PLG Partner Ayesha N. Khan’s practice focuses on appellate litigation in state and federal courts nationwide. She  writes a monthly column for The Daily Record, Maryland’s statewide business and legal newspaper, covering practical issues relevant to trial and appellate litigators. Her most recent column is reprinted here. Ms. Khan can be reached at or 202-836-7136.

Most of my clients are happy to pay my fee for handling an appeal. After all, I work for a next-gen law firm that offers individual and corporate clients affordable flat rates for appellate representation of Big Law caliber. But that doesn’t stop some potential clients from requesting a discount. They claim that their appeal is simpler than most or that I can abbreviate the briefing process by repurposing a summary-judgment or post-trial brief. Or they offer to do some of the work themselves. One especially frugal individual asked if he could pay me a nominal fee to slap my name on a brief that he had written. Of course, I politely decline such invitations, explaining that I can’t stand behind other people’s work, much less pretend that it’s mine.

I was reminded recently of the wisdom of that policy when I came across the Seventh Circuit’s decision in McCurry v. Kenco Logistics Servs., LLC, 942 F.3d 783 (7th Cir. 2019). Edith McCurry sued after she was laid off by Kenco Logistics, which operates a warehouse of the well-known candy maker Mars., Inc. She represented herself, filing two rambling complaints. The district court later dismissed some of her claims and then granted summary judgment on her remaining claims after admitting all of the defendants' factual submissions as uncontested because McCurry had not complied with a complex local summary judgment rule.

McCurry retained counsel and appealed. But on appeal, her counsel did not challenge the judge’s decision to enforce the local summary-judgment rule, so the uncontested record contained no evidence to support McCurry’s claim. The Seventh Circuit thus rightfully found her appeal to be frivolous.

But the patently frivolous nature of the appeal wasn’t the only thing that troubled the court. The court was even more concerned about McCurry’s lawyer’s submission of “a bizarre appellate brief laden with assertions that have no basis in the record and arguments that have no basis in the law.” Indeed, the court continued, the brief was “chock-full of impenetrable arguments and unsupported assertions, and it is organized in ways that escape our understanding.” Ouch.

The court provided examples from this “monstrosity of an appellate brief,” most of which are downright cringe-worthy:

  • McCurry’s brief sought review of a variety of “interlocutory orders,” including her own Amended Complaint.
  • The brief invoked res judicata, collateral estoppel and judicial estoppel, none of which was even remotely relevant or had been asserted below.
  • The brief included a section entitled “GAMESMANSHIP,” which contained a single sentence: “Defendants have been ‘gaming’ the system.”
  • The brief contained many sentences like this one (all errors in original):

McCurry experiences a change in fringe benefits; harsher scrutiny; failure to be promoted; lack of opportunities; lack of professional standing; economic sanctions; hostile work environment that led to an employee being shot on the premise, various verbal and physical assaults of African-Americans by Caucasian employees of use of gun violence, vehicular assault, amongst other forms of violence, the ever looming threat that a racially motivated altercation or riot may ensue and physical damage to McCurry's auto amongst actions/activities/conduct.

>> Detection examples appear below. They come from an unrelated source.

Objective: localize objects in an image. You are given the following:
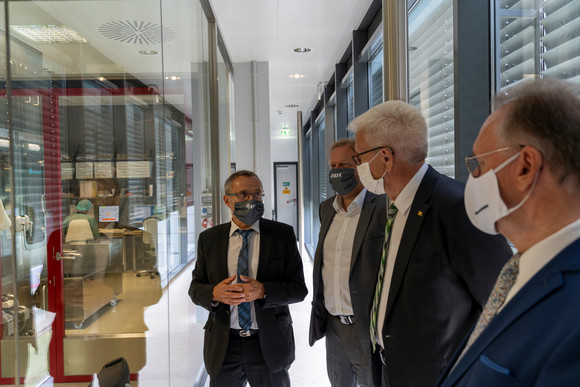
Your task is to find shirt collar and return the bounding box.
[518,219,580,281]
[332,188,367,216]
[395,163,429,214]
[230,219,260,238]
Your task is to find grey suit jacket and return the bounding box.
[309,192,387,353]
[189,219,308,377]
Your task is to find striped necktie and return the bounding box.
[370,203,397,352]
[237,228,253,331]
[455,254,520,364]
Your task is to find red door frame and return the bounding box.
[0,82,169,385]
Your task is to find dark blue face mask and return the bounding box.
[234,199,264,226]
[328,168,359,195]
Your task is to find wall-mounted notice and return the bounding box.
[75,161,94,179]
[117,161,151,178]
[95,161,114,179]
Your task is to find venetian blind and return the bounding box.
[409,0,455,177]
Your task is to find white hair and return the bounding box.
[348,101,427,165]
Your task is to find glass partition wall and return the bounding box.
[0,0,218,385]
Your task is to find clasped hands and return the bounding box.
[212,275,265,306]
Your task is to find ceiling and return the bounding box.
[4,0,372,139]
[210,0,372,134]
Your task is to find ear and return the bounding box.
[516,145,544,191]
[381,148,394,172]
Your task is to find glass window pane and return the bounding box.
[0,0,211,385]
[369,48,383,107]
[495,0,580,90]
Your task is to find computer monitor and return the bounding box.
[99,206,119,222]
[133,204,155,222]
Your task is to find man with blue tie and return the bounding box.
[439,78,580,387]
[189,170,308,387]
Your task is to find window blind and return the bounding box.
[409,0,455,177]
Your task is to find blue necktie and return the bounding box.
[237,229,253,331]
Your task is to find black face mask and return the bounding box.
[234,199,264,226]
[328,168,359,195]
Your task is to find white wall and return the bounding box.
[232,62,274,219]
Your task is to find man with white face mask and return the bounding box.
[349,101,511,386]
[439,79,580,386]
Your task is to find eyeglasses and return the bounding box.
[226,191,266,202]
[465,145,525,177]
[352,145,395,165]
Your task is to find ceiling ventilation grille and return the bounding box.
[99,20,175,44]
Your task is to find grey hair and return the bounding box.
[348,101,427,165]
[224,169,262,193]
[495,78,580,184]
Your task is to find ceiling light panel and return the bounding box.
[10,24,87,44]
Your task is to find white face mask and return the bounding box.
[356,152,387,195]
[464,152,539,235]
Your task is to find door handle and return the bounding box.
[54,250,83,261]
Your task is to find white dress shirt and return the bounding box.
[322,189,367,316]
[499,219,580,311]
[228,220,260,329]
[376,164,428,348]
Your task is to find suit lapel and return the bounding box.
[350,192,376,270]
[445,239,580,385]
[256,218,272,279]
[215,222,231,278]
[385,166,439,319]
[313,200,336,274]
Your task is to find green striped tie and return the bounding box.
[370,203,397,352]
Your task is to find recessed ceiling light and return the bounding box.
[137,50,159,55]
[292,47,312,54]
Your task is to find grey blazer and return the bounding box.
[309,192,387,360]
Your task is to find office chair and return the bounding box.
[65,219,95,244]
[137,218,159,279]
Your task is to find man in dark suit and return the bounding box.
[350,101,511,386]
[439,78,580,387]
[189,171,308,387]
[310,139,386,387]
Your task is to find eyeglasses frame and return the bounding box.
[352,145,395,166]
[465,144,525,177]
[226,191,266,202]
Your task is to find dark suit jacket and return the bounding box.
[439,239,580,387]
[310,192,387,354]
[382,166,512,386]
[189,219,308,377]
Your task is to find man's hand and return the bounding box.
[212,275,248,306]
[237,275,266,302]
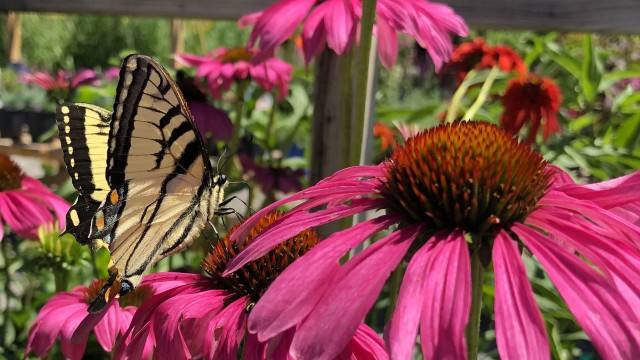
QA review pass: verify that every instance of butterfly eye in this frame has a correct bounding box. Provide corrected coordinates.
[118,279,133,296]
[216,174,228,186]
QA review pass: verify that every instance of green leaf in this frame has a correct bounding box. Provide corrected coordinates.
[579,35,601,103]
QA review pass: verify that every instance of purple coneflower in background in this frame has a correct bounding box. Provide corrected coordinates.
[227,122,640,359]
[0,154,71,241]
[176,48,293,100]
[25,275,186,360]
[114,213,386,360]
[238,0,468,70]
[22,69,100,101]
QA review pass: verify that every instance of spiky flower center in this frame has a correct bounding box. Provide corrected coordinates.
[0,154,23,191]
[219,47,253,63]
[203,212,319,303]
[381,122,551,234]
[84,280,153,307]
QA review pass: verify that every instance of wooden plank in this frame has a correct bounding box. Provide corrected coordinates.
[442,0,640,33]
[0,0,640,33]
[0,0,276,19]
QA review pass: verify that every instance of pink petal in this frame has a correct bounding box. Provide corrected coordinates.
[249,0,316,52]
[248,216,398,341]
[527,214,640,309]
[385,232,442,359]
[538,189,640,244]
[420,230,471,359]
[512,224,640,359]
[290,225,421,359]
[224,199,380,276]
[204,298,247,360]
[238,11,263,29]
[324,0,356,55]
[556,171,640,209]
[302,2,328,64]
[344,324,389,360]
[492,230,549,360]
[231,166,383,245]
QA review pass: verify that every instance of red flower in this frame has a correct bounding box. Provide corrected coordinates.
[448,37,527,83]
[480,45,527,73]
[373,122,398,151]
[500,74,562,143]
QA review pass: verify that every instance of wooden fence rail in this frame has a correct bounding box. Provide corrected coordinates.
[0,0,640,33]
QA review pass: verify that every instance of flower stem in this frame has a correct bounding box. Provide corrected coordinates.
[340,51,359,167]
[462,66,500,120]
[382,266,404,325]
[349,0,376,165]
[445,70,476,124]
[229,80,247,152]
[258,90,278,156]
[467,251,484,359]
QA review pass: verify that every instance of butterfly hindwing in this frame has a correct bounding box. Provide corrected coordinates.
[56,104,111,239]
[59,55,227,312]
[91,55,223,298]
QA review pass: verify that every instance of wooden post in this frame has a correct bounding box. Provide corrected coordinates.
[171,18,184,70]
[6,11,22,64]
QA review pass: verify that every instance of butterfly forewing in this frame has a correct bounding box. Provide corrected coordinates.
[56,104,111,244]
[59,55,226,311]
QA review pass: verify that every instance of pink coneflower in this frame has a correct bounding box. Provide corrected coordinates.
[446,37,527,83]
[25,275,186,360]
[238,0,468,70]
[0,154,70,241]
[227,122,640,359]
[176,48,293,99]
[115,213,386,359]
[23,69,100,101]
[500,73,562,143]
[238,154,304,194]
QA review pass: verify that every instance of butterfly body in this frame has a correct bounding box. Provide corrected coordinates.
[57,55,227,311]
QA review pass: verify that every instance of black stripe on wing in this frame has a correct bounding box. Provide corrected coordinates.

At the oral argument, when the court confronted him about the inadequacy of his brief, McCurry’s counsel explained that he is a “solo practitioner” who tries “to get the help of…clients and whoever can provide help to [him] and then “merges that information.” I take that to mean that the brief had been written by his client.

The court wasn’t buying it: “Bad writing does not normally warrant sanctions, but we draw the line at gibberish.” The court issued an order to show cause why McCurry’s counsel should not be sanctioned and directed the clerk of court to send a copy of its opinion to Illinois bar counsel.

I feel bad for McCurry’s counsel—both because he was in way over his head and because his predicament resulted in a public drubbing. His story is a cautionary tale about the need to decline work that we cannot do well and to vet everything we sign.

But I feel even worse for McCurry, who was thrown out of court because she failed to comply with a complex local procedural rule that was adopted to supplement the already-complex Federal Rules of Civil Procedure. McCurry’s pleadings may have been obtuse, but so are the rules that she was tasked with navigating. McCurry suffered because she lacked the means to hire a trial lawyer to decipher the rules for her. And she suffered yet again when the only lawyer she could afford on appeal was one who doesn’t write his own briefs.